Il est encore possible, probablement, de garantir la sécurité et la pérennité des Juifs français par des mesures simples et compréhensibles. La première consistant, pour le Président de la République, à appeler le président de France Télévisions, Monsieur Rémy Pflimlin, et à lui demander instamment que le traitement d’exception réservé à Israël prenne fin.

 

Une fois les mesures d’urgence prises, il conviendra de crever les autres abcès participant à l’isolement des Juifs français au sein de la communauté nationale.
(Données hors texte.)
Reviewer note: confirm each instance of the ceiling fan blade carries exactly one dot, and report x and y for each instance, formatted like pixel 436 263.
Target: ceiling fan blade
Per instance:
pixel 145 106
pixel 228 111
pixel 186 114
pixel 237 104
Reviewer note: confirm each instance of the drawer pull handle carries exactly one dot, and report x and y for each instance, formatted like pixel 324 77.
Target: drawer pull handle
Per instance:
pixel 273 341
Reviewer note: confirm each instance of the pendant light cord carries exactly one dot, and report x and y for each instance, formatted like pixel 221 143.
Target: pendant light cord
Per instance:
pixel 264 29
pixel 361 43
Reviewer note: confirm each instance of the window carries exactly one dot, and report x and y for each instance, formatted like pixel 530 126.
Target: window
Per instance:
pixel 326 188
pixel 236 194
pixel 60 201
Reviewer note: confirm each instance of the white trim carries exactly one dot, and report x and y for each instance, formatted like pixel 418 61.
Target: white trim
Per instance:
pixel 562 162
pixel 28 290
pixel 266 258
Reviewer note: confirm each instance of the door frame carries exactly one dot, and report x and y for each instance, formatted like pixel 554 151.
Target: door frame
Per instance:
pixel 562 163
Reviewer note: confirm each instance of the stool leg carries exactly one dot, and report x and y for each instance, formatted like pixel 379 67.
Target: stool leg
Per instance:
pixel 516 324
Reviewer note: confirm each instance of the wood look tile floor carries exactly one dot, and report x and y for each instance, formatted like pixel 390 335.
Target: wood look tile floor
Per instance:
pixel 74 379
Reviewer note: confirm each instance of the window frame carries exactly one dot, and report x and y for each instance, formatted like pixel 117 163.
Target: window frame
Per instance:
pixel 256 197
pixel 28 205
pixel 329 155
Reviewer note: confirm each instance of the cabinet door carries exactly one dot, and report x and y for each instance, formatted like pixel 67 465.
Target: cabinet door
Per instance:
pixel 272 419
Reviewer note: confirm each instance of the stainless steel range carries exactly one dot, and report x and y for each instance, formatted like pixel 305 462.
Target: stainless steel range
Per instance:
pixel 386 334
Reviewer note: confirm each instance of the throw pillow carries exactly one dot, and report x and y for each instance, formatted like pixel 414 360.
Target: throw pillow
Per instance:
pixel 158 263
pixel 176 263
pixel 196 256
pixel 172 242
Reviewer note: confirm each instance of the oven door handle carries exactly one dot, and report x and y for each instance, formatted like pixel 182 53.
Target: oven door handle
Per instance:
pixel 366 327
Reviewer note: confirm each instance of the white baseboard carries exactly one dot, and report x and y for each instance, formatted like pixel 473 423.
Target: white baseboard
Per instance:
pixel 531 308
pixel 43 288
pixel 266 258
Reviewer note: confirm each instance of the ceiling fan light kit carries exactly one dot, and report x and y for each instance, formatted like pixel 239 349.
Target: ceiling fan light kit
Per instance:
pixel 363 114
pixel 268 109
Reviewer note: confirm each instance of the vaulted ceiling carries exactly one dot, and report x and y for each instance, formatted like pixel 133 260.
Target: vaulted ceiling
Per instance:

Notamment en confrontant les conclusions de notre enquête sur la controverse de Nétzarim avec celle des partisans de Charles Enderlin - et non pas en ordonnant une nouvelle enquête, car on ne refait pas une enquête qui a déjà été réalisée et dont on a seulement omis intentionnellement de considérer les résultats.

 

Entre la stigmatisation d’Israël et des Juifs, et la licence de tuer iceux, il existe un lien causal que personne n’est capable de maîtriser. Aujourd’hui, dans l’atmosphère putride que les media ont instillée dans l’Hexagone, certains ont l’impression qu’en s’en prenant à la communauté israélite, ils ne font, en somme, que réparer « la maltraitance infligée par d’autres Juifs aux Arabes ».

 

Sauf que cette maltraitance n’existe pas. La guerre civile syrienne, avec son cortège ininterrompu de massacres, d’assassinats collectifs et de tortures abjectes, recèle au moins le mérite de replacer le différend israélo-palestinien dans les proportions qui sont les siennes.

 

Ceux qui auront le courage de procéder à ce rééquilibrage agiront pour la ré-homogénéisation de la société française ; car c’est bien de la réparation d’un dol durable dont il est question, et non de la préservation d’un équilibre qui n’existe plus depuis longtemps.

 

Ceux qui ne l’auront pas compris, à la tête de l’Etat français, dans la sphère politique, et parmi nos confrères journalistes, précipiteront leur pays dans un engrenage d’antisémitisme violent, dont l’assassinat de Toulouse n’est malheureusement qu’un signe avant-coureur.

 

Ils ont plaisanté sur la paranoïa de cette communauté, en se riant depuis plusieurs années du « sentiment d’insécurité » qui la parcourt. Mais ce n'est pas un sentiment d’insécurité qui a tué les enfants de Toulouse. Il ne suffit pas de parler avec sympathie de la souffrance des victimes pour rétablir la sécurité à laquelle elles ont droit.

 

Faute de saisir la portée du message contenu dans ces lignes, les Français verront leurs compatriotes israélites délaisser le navire France par dizaine de milliers. Car ces Français disposent aujourd’hui d’un choix qu’ils ne possédaient pas sous Vichy. Si leurs concitoyens restent sourds à leurs souffrances et à leur exigence de justice, ils auraient tort de ne pas utiliser la liberté de partir.